As chuvas e inundações que deixaram ao menos 78 mortos e mais de 100 desaparecidos no Rio Grande do Sul, além de milhares de desabrigados, já elevam o risco de desabastecimento de alimentos no Estado.
No domingo, o governador do Rio Grande do Sul, Eduardo Leite, disse, em entrevista ao lado do presidente Lula e de vários ministros, que as inundações vão impactar as cadeias produtivas de proteínas animais porque aves e suínos não estão sendo entregues nos frigoríficos [para abate], o que deve causar desabastecimento. “O frigorífico também foi atingido, está colapsado. Isso atinge também os trabalhadores, naturalmente. Mas tem também uma questão de desabastecimento”, afirmou.
Ele disse que a Secretaria de Agricultura do Estado está acompanhando a situação junto a empresas produtoras de proteína animal e alimentos, que tiveram as operações paralisadas por conta das inundações.
Segundo Leite, “serão necessárias medidas de apoio para reconstrução das unidades de produção agropecuária por conta da questão do abastecimento”.
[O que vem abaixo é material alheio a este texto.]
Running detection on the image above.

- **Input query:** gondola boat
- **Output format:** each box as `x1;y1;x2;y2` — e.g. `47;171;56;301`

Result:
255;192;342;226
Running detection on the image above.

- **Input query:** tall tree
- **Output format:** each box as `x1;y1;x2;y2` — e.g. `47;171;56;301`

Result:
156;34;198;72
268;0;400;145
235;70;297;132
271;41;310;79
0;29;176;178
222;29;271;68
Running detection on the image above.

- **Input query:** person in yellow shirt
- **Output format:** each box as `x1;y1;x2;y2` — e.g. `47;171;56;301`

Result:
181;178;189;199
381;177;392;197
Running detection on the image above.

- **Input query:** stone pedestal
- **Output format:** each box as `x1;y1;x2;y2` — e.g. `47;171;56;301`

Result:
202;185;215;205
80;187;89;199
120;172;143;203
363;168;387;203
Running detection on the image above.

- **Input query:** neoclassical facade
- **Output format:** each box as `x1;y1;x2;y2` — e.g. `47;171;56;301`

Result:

“É um cenário bastante caótico”, afirmou Ricardo Santin, presidente da Associação Brasileira de Proteína Animal (ABPA). Ele disse que ainda é cedo para calcular os prejuízos, já que a prioridade agora é salvar vidas. Além disso, muitas áreas sequer têm acesso a sinais de telecomunicações.
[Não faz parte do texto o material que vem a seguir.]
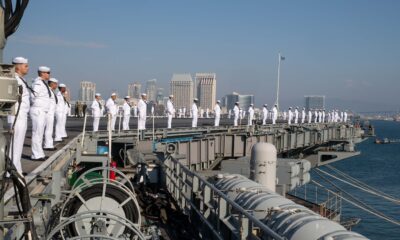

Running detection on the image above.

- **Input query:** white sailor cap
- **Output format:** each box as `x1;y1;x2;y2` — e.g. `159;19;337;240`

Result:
13;57;28;64
49;78;58;83
38;66;50;72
Segundo Santin, há ao menos sete plantas de aves e suínos paradas no Estado. Em cinco, o transporte dos trabalhadores foi inviabilizado pelas inundações. As outras duas não estão recebendo insumos ou estão sem água potável.
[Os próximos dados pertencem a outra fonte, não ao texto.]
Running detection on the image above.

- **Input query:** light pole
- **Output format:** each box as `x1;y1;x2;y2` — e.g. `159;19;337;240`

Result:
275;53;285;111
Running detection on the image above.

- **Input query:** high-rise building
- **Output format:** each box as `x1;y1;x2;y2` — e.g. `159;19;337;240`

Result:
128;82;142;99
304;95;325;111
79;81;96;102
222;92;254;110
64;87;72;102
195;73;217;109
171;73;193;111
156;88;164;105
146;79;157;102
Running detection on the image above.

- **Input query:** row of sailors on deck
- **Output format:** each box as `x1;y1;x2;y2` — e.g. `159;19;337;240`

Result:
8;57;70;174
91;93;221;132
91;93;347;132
As inundações nas cidades, a interrupção de estradas e a queda de pontes está inviabilizando a cadeia. Em muitos casos, as rações não chegam aos criadores e não é possível fazer o transporte de animais. Além disso, muitos trabalhadores tiveram que sair de suas casas ou não conseguem chegar às fábricas, e a produção da carne não encontra contêineres nem via de escoamento.
Para a ABPA, é “inevitável” o desabastecimento de carne, ovos nos supermercados do Estado. E os efeitos também poderão ser sentidos para além das fronteiras gaúchas. O Rio Grande do Sul representa 11% do abate de frangos e 20% do abate de suínos do Brasil.
As empresas estão adotando algumas medidas emergenciais, como troca de rações entre as unidades mais próximas e com algum acesso logístico para garantir a alimentação dos animais.
A ABPA também tem dialogado com o Ministério da Agricultura para remanejar o abate dos animais para frigoríficos que não foram impactados, garantindo abates extras nessas unidades.
Porém, disse Santin, mesmo com a chegada de alimentos de fora do Estado, ainda há o desafio de distribuição, já que estradas seguem inundadas e houve queda de pontes. Ele afirmou ainda que há risco de não cumprimento de contratos de exportação de carnes.
Segundo o dirigente, a ABPA está em conversas com o Ministério da Agricultura para solicitar uma linha de apoio aos produtores para manter a produção ativa.
No fim de semana, produtores gaúchos seguiam tentando salvar o que fosse possível, de animais a lavouras. Em Triunfo, na região metropolitana de Porto Alegre, mais de 500 bois foram resgatados de fazendas de criação em três dias. O resgate foi realizado por uma empresa prestadora de serviço, que atendeu 80 produtores.
“No último dia que trabalhei, havia cerca de 100 cabeças de gado em um galpão e nós conseguimos retirar apenas 80. Em torno de 20 a 25 cabeças de gado ficaram dentro do galpão e acabou perdendo”, contou Henrique Ramos, da família proprietária da empresa.
Em Capão do Leão, no sul do Estado, Antonio Quinto Di Cameli, sócio-administrador da fazenda Estância da Gruta, decidiu entrar em campo e colher sua produção o quanto antes para evitar perdas maiores. A intenção é colher os 25% de sua área de soja que ainda resta para ser colhida.
As possíveis perdas nas lavouras gaúchas influenciaram o mercado futuro da bolsa de Chicago na última sexta-feira. Os lotes com entrega para julho fecharam em alta de 1,33%.
“Essa alta no preço pode ser atribuída, em parte, às enchentes que deixaram algumas lavouras de soja submersas. Também há um problema logístico (…) vai ser difícil para as tradings cumprirem seus compromissos de exportação agora em maio”, disse Luiz Pacheco, da T&F Consultoria Agroeconômica.